In the 19th century, Florence Nightingale pointed to the importance of nursing documentation for the care of patients[1] and the necessity of data-based statistics for quality improvement.[2] In the same century, John Snow projected his observations about patients with cholera on a street map, laying the ground for modern epidemiological science.[3] The historical examples demonstrate that proper data are the foundation of relevant information about individuals and of new scientific evidence. In the ideal case of Ackoff's pyramid, information, knowledge, understanding, and wisdom arise from data.[4]

“Data quality,” the heading of this focus theme, first appeared in Medline in 1961 as part of a title or an abstract.[5] Naroll et al critically assessed potential biases due to data quality issues on the conclusions of observational research. Their research confirmed that—outside Europe—women normally give birth in an upright position. It lasted 14 years until the next paper mentioned “data quality” as part of its title or abstract.[6] To rate the reliability of his data, Simonton compared aggregates with aggregates from other researchers, thus ending up with some kind of “representativeness.” It took another 16 years until a publication appeared combining the term “data quality” as part of its title or abstract with the MeSH Major Topic “medical records systems, computerized,”[7] frequently used as a surrogate of electronic medical records. This combination might be regarded as the proxy of data quality studies in health care practice. In the validation study of Payne et al, the immunization tracking system missed 10% of the immunizations recorded parallel on paper.[7] The type of immunization differed in additional 4% of immunizations. Completeness and accuracy are mentioned at a later time as important dimensions of data quality from a conceptual point of view.[8] Moreover, Payne et al addressed the multiple use of data in offering their system for surveillance purposes, for research on adverse outcomes after immunization, and for reminders in daily health care.[7]
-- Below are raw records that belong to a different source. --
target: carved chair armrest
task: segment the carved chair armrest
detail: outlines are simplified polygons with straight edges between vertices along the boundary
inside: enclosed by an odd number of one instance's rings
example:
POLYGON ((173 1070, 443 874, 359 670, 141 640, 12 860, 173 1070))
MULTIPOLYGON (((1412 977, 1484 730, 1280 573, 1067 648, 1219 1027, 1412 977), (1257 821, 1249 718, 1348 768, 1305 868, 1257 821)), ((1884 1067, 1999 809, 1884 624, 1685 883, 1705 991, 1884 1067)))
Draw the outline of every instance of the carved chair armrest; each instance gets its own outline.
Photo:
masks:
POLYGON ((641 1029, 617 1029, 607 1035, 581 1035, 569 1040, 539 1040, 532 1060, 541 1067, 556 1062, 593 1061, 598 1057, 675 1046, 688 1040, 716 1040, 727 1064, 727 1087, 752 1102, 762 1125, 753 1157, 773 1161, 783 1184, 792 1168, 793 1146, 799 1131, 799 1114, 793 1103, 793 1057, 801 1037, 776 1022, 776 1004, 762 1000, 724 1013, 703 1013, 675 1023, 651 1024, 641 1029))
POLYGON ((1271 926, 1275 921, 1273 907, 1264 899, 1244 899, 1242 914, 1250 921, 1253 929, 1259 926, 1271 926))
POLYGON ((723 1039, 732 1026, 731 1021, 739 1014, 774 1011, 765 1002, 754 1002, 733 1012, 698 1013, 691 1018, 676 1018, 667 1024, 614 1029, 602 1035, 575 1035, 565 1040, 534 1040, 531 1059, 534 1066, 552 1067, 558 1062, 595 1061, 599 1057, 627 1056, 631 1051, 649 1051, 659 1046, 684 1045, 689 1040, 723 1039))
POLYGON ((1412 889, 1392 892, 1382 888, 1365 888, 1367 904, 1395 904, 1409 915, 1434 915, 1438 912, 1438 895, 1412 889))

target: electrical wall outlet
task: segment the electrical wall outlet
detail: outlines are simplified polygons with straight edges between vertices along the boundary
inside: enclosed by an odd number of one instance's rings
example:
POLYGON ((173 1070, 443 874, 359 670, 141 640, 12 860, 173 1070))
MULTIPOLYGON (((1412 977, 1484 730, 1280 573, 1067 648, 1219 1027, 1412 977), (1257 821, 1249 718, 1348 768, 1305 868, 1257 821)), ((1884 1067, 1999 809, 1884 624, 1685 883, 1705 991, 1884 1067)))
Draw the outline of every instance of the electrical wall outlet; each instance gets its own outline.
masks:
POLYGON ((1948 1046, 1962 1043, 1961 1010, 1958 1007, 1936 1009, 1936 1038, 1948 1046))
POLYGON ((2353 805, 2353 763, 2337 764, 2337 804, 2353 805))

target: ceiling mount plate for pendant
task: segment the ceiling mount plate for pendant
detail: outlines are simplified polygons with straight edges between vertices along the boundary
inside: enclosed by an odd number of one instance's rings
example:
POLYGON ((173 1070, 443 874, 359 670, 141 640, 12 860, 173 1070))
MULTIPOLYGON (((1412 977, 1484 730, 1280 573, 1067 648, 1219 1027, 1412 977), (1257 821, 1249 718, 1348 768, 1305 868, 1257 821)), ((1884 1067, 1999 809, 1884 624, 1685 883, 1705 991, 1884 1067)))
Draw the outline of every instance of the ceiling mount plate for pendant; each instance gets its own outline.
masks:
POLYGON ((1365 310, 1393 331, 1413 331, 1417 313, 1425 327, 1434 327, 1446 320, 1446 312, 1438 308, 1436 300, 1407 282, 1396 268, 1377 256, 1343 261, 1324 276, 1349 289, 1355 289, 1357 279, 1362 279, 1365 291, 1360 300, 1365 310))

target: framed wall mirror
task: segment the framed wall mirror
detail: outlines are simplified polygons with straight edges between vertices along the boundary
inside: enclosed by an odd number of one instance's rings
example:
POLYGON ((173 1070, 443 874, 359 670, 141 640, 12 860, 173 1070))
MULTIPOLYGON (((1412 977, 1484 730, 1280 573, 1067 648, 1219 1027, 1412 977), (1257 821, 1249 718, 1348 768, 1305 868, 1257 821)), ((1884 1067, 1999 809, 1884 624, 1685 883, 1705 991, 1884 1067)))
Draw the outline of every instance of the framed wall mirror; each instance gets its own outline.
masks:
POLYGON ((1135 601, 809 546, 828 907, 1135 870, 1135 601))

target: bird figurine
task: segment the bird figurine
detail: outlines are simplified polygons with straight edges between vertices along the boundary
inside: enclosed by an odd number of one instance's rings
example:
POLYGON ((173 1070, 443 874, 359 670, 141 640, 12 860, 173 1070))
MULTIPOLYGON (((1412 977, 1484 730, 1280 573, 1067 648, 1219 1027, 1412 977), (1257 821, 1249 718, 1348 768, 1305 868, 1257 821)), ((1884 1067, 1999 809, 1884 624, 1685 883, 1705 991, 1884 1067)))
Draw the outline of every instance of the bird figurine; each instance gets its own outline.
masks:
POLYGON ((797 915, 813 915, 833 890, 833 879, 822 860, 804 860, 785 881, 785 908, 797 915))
Since those early years, data quality have become more and more a focus of research (cf. [Fig. 1]). Having 385 papers with the term “data quality” as part of abstract or title in 2012 indexed in Medline, this number has increased to 903 papers in 2021. The fraction of scientific papers dealing with this topic rose from 1 out of 100,000 papers (1972–1981) to 1 out of 1,000 papers (2012–2021). Also, the relative amount of papers tagged additionally with “medical records systems, computerized” changed from 1% (1982–1991) to 4% (1992–2001 and 2002–2011) and 7% (2012–2021). This might indicate an increasing dependency of a data-driven health care on its sources.

Fig. 1 Rate of Medline citations with the term data quality (left axis) and the linear trend in the share of citations related to EMRs (right axis).